Mit "Druck des Behälters" meinst Du hoffentlich den Innendruck im Behälter, oder? 



Spoiler






			Dieser Inhalt steht nur eingeloggten Mitgliedern zur Verfügung.
        



V=konst=1,5l
n=konst=habe ich jetzt keine Lust auszurechnen, spielt aber auch keine Rolle, ist ein geschlossenes System, bleibt konstant, könnte man über Avogadrozahl bestimmen
Rm ist natürlich auch konstant, allgemeine Gasgleichung mit 8,314 J/(mol K)
Als Variable bleiben p und T
T1=293,15K, P1=350kPa
T2= 373,15K => *P2=446kPa*

Man nennt es isochore Zustandsänderung:
Isochore Zustandsanderung – Wikipedia

Offen ist jetzt nur die Frage, ob ihr es idealisiert mit einem  Idealengas rechnen sollt, oder ob ihr, da die Gase explizit angegeben  wurden und es nicht "mit einem idealen Gas gefüllt" heißt, mit den  genauen Stoffgrößen rechnen sollt, Dann gelten diese Formen, es müssten  in der Aufgabe aber die realen Stoffwerte für Stickstoff und Helium  angegeben werden. Helium, als ein atomiges Gas, verhält sich auch bei  hohen Drücken nahezu ideal, Stickstoff nicht, bei 3,5bar aber schon.  Genaue Werte dazu finden sich ebenso wie die erweiterte Formel hier:  Macht aber richtig Arbeit, muss man zuerst "n" ausrechnen etc. würde ich  bei dem geringen Druck nicht machen.
Reale Gase und das Modell ideales Gas in Physik | Schulerlexikon | Lernhelfer



Nachtrag, So,  13:00: 
Na, faules Studentenpack, immer noch im Bett, oder kommt keine Rückmeldung mehr?


----------



## TheBadFrag (3. April 2016)

*AW: Physik Berechnung - Druck, Volumen, Gas - Bitte um Hilfe bei der Lösung^^*

Nene kein Student, bin Kfz Meister.  Ich darf so lange schlafen. 

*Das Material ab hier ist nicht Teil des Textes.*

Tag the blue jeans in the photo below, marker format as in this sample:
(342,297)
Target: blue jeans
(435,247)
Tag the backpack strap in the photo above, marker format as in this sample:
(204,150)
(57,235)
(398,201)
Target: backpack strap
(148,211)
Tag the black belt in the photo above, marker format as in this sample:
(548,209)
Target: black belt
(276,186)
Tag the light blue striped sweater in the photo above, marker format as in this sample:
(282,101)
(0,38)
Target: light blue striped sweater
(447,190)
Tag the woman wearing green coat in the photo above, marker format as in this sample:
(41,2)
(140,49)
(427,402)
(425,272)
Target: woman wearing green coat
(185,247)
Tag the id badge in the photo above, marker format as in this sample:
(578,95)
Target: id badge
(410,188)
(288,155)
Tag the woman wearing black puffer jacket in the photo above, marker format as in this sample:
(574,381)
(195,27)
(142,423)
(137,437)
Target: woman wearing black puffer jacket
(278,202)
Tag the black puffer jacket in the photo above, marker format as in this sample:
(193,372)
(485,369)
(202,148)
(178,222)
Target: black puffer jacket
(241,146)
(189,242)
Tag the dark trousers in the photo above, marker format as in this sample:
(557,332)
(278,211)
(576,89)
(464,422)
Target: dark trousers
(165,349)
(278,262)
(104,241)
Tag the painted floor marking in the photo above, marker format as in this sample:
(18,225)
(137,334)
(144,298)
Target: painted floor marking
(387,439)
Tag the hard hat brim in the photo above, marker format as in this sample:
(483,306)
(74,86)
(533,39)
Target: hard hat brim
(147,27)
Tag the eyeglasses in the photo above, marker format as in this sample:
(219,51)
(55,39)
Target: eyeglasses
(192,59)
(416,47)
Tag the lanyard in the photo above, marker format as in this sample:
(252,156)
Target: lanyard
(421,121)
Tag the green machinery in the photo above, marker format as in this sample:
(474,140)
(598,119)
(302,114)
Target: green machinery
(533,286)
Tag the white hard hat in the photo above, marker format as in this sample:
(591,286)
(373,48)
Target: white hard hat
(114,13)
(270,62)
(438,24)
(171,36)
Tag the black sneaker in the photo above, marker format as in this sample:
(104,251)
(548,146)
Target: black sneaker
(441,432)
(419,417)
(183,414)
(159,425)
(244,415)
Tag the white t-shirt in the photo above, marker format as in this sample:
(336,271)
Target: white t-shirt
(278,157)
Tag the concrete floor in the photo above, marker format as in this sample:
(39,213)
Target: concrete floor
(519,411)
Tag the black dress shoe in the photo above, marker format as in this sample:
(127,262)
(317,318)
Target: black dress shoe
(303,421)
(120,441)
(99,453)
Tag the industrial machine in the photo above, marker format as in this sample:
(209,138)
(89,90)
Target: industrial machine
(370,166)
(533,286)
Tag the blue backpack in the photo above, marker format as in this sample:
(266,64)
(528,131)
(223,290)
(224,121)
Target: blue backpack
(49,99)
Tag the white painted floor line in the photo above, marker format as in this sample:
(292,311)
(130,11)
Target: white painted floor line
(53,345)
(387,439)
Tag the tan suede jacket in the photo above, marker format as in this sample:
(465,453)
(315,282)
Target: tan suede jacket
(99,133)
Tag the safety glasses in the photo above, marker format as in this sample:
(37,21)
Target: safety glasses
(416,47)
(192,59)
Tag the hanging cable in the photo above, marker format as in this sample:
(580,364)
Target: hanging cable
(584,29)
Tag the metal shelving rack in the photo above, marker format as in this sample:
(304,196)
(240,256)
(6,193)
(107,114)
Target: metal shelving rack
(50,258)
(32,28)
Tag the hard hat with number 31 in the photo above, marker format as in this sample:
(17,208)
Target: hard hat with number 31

Ja der Innendruck war gemeint.

Hmmm erstmal danke für die Lösung. Mein einer Kumpel hatte auch diesen Weg gewählt. Die Frage ist allerdings nur eine 4 Punkte Frage gewesen, also wollten die bestimmt eine einfache Antwort haben.
Ich hätte gesagt:


Spoiler



Aufgabe nicht lösbar, da sich der Behälter auch erhitzt und sich somit das Volumen auch ändert. Man hat kein verändertes Innenvolumen gegeben, daher keine Berechnung möglich.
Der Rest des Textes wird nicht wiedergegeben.